Despite the FCC’s repeated insistence that it’s been on track to complete all the necessary prep work to conduct the Incentive Auction sometime in 2014, Chairman Wheeler has now taken the opportunity – in a blog posted on the FCC’s website – to throttle back that ambitious schedule. While Wheeler is less than specific about the likely timing of the auction, he is now expressing the belief that it can be held “in the middle of 2015”.
Of course, in order to do that, the Commission will have to hit a number of milestones in terms of nitty-gritty preparation details along the way, as the Chairman acknowledges. We should get a better idea of precisely what those milestones are and when they might be met at the January, 2014 Commission meeting. That’s when the Incentive Auction Task Force is slated to make a presentation on its anticipated timeline for rolling out the auction.
The very rough roadmap sketched out by Wheeler in his blog post mentions an initial Report and Order establishing “policies” that should be ready for a Commission vote “in the spring” of next year. That would be followed “in the second half” of 2014 by release of two public notices – an “Auction Comment Public Notice” and a “Procedures Public Notice” – designed to “provide additional details and seek comment on how the specific parts of the auction will actually function.” No other specifics (if you can call those vague references “specifics”) are laid out.
And no mention is made of possible procedural slow-downs along the way. Each of the various decisions the Commission will have to make between now and the auction – and there are bound to be a boatload of very complex decisions to be made – will theoretically be subject to reconsideration, possibly appeal, maybe even a stay. Also, the longer that any of the various components of this sprawling proceeding are out for comment, the greater the likelihood that one or another of the zillions of interested parties may come up with new or different proposals, consideration of which may engender further delay. In other words, the new target of the “middle of 2015” may still prove to be ambitious, even if the Commission meets all the milestones it currently envisions.
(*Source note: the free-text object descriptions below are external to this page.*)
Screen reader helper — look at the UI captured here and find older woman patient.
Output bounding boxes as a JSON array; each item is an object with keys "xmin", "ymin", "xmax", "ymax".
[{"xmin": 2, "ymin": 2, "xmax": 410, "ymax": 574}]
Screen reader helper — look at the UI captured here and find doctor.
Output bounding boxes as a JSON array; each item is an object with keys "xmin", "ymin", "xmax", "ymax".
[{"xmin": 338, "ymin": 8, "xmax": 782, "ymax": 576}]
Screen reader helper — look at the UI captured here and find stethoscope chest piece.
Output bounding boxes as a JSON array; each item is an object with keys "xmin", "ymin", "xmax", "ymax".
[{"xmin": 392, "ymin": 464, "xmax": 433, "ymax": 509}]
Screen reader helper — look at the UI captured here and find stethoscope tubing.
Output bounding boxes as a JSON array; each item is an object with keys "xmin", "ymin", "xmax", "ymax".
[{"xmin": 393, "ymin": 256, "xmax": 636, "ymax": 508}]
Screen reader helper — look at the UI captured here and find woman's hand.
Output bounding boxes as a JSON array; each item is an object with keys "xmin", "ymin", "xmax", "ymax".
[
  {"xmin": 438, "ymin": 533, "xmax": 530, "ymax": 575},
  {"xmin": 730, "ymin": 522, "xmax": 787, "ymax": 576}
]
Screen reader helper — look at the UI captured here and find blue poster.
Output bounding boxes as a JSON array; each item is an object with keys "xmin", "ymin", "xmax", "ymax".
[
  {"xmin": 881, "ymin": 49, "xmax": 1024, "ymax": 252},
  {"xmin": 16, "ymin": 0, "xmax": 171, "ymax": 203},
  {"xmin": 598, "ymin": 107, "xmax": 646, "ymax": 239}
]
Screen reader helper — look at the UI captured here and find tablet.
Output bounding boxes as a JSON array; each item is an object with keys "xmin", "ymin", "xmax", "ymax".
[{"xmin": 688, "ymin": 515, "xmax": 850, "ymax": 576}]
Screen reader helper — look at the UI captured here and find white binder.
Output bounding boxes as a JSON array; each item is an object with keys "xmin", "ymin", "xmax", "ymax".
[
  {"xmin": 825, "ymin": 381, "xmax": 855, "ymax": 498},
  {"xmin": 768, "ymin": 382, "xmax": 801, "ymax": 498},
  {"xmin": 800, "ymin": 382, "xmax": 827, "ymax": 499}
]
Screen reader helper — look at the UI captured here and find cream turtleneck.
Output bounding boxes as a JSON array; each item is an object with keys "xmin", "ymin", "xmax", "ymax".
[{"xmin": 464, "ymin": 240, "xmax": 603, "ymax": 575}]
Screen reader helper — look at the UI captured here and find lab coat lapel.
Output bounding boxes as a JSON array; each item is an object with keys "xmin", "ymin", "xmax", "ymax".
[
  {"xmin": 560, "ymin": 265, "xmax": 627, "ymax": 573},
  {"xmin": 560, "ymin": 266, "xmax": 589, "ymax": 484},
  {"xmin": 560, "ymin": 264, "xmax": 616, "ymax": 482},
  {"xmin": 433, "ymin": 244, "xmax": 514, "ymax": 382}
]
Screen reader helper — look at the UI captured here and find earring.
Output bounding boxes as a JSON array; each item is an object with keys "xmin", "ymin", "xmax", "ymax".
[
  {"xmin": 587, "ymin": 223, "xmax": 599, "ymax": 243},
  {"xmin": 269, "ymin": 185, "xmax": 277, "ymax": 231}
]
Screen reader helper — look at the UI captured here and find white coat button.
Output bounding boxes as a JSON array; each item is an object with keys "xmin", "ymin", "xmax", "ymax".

Perhaps sobered by the fiasco of the massively flawed roll-out of the federal government’s Obamacare website in October, the Chairman repeatedly acknowledges the absolute necessity of having all processes up and running before the auction commences. To that end, he assures us that the Commission will “check and recheck the auction software and system components against the auction requirements, and under a variety of scenarios replicating real life conditions”. And it will conduct “several software demonstrations” in addition to its routine “mock auction”. His bottom-line promise: “Only when our software and systems are technically ready, user friendly, and thoroughly tested, will we start the auction.”
Chairman Wheeler’s commitment to getting things right is reassuring, and his willingness to move the date back into 2015 seems to be a practical manifestation of that commitment. That’s good (although it’s hard to imagine that anyone realistically thought a 2014 auction was ever in the tickets). But we all have a very long way to go before the incentive auction can happen. Let’s hope that he sticks with that commitment for the duration.